COMIX: Compositional Explanations using Prototypes
Journal:
arXiv
Published Date:
Jan 10, 2025
Abstract
Aligning machine representations with human understanding is key to improving
interpretability of machine learning (ML) models. When classifying a new image,
humans often explain their decisions by decomposing the image into concepts and
pointing to corresponding regions in familiar images. Current ML explanation
techniques typically either trace decision-making processes to reference
prototypes, generate attribution maps highlighting feature importance, or
incorporate intermediate bottlenecks designed to align with human-interpretable
concepts.

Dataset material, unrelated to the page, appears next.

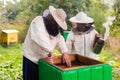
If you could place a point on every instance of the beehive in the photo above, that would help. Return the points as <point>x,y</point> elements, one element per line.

The proposed method, named COMIX, classifies an image by decomposing
it into regions based on learned concepts and tracing each region to
corresponding ones in images from the training dataset, assuring that
explanations fully represent the actual decision-making process. We dissect the
test image into selected internal representations of a neural network to derive
prototypical parts (primitives) and match them with the corresponding
primitives derived from the training data. In a series of qualitative and
quantitative experiments, we theoretically prove and demonstrate that our
method, in contrast to post hoc analysis, provides fidelity of explanations and
shows that the efficiency is competitive with other inherently interpretable
architectures. Notably, it shows substantial improvements in fidelity and
sparsity metrics, including 48.82% improvement in the C-insertion score on the
ImageNet dataset over the best state-of-the-art baseline.